Together AI Pricing 2026
Complete pricing guide with plans, and cost analysis
Together AI pricing ranges from $0.10 to $9.95/per million tokens / hour.
Together AI costs $0.10 to $9.95 per per million tokens / hour as of April 2026, with 4 plans available. Pricing depends on your chosen tier, contract length, and negotiated discounts.
Use the interactive pricing calculator to estimate your exact cost based on team size and requirements.
- Free tier: No free tier available
Together AI offers 4 pricing tiers: Serverless, Dedicated (1x H100), Dedicated (1x B200), Enterprise. The Dedicated (1x H100) plan is consistent high-volume inference.
Compared to other llm api providers software, Together AI is positioned at the budget-friendly price point.
How much does Together AI cost?
Together AI Pricing Overview
Together AI has 4 pricing plans ranging from $0.10 to $9.95/per million tokens / hour. The Serverless plan requires contacting sales for a custom quote and is designed for variable-volume api usage. The Dedicated (1x H100) plan requires contacting sales for a custom quote and is designed for consistent high-volume inference. The Dedicated (1x B200) plan requires contacting sales for a custom quote and is designed for high-performance dedicated inference. The Enterprise plan requires contacting sales for a custom quote and is designed for large-scale enterprise deployments.
This pricing was last verified in April 1, 2026.
All Together AI Plans & Pricing
| Plan | Monthly | Annual | Best For |
|---|---|---|---|
| Serverless | Contact Sales | Contact Sales | Variable-volume API usage |
| Dedicated (1x H100) | Contact Sales | Contact Sales | Consistent high-volume inference |
| Dedicated (1x B200) | Contact Sales | Contact Sales | High-performance dedicated inference |
| Enterprise | Contact Sales | Contact Sales | Large-scale enterprise deployments |
View all features by plan
Serverless
- Pay-as-you-go per-token pricing
- Budget models from $0.10/M tokens
- Mid-range models from $0.50/M tokens
- Large models from $3.00/M tokens
- Batch API with 40-50% discount
- Image generation from $0.0006/image
- Embeddings at $0.02/M tokens
Dedicated (1x H100)
- Single-tenant GPU deployment
- 1x H100 at $3.99/hr
- Custom model hosting
- Dedicated resources
Dedicated (1x B200)
- Single-tenant GPU deployment
- 1x B200 at $9.95/hr
- Latest generation hardware
- Dedicated resources
Enterprise
- Volume discounts
- Dedicated support
- Custom SLAs
- Private deployments
How Together AI Pricing Compares
| Software | Starting Price | Top Price |
|---|---|---|
| Together AI | $0.1/per million tokens / hour | $9.95/per million tokens / hour |
| Groq | Free | $0.79/per million tokens |
| Fireworks AI | Free | $9/per million tokens / hour |
Detailed pricing comparisons:
Together AI Pricing FAQ
01 How much does Together AI cost?
Together AI offers serverless inference starting at $0.10 per million tokens for small models. Mid-range models cost $0.50–1.00/M tokens, and large models like DeepSeek-R1 cost $3.00/M tokens. Dedicated GPU deployments start at $3.99/hr (1x H100) or $9.95/hr (1x B200). Batch processing saves 40–50%.
02 Does Together AI have a free tier?
Together AI does not advertise a permanent free tier or free credits on their pricing page. They offer pay-as-you-go Serverless pricing with no minimum commitment, so you only pay for what you use.
03 What models does Together AI support?
Together AI supports a wide range of open-source models including Llama, DeepSeek, Qwen, Mistral, and Kimi. They also offer image generation (FLUX, Stable Diffusion), video (Google Veo 2.0), audio transcription, text-to-speech, and embedding models.
04 Together AI vs Fireworks AI: which is cheaper?
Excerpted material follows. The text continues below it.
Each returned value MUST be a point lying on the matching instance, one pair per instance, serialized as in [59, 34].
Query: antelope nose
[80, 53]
Both offer similar serverless per-token pricing starting around $0.10/M tokens for small models. Fireworks AI gives new users $1 in free credits. For dedicated GPU hosting, Together AI's H100 is $3.99/hr versus Fireworks AI's A100 at $2.90/hr, making Fireworks slightly cheaper for dedicated compute at equivalent GPU tiers.
05 What is Together AI's Dedicated GPU pricing?
Together AI's Dedicated GPU hosting starts at $3.99/hr for a 1x H100 (single-tenant) and $9.95/hr for a 1x B200 (latest generation). Dedicated deployments are best for consistent high-volume inference where you need guaranteed resources and custom model hosting.
Is this pricing incorrect? — we verify and update within 24 hours.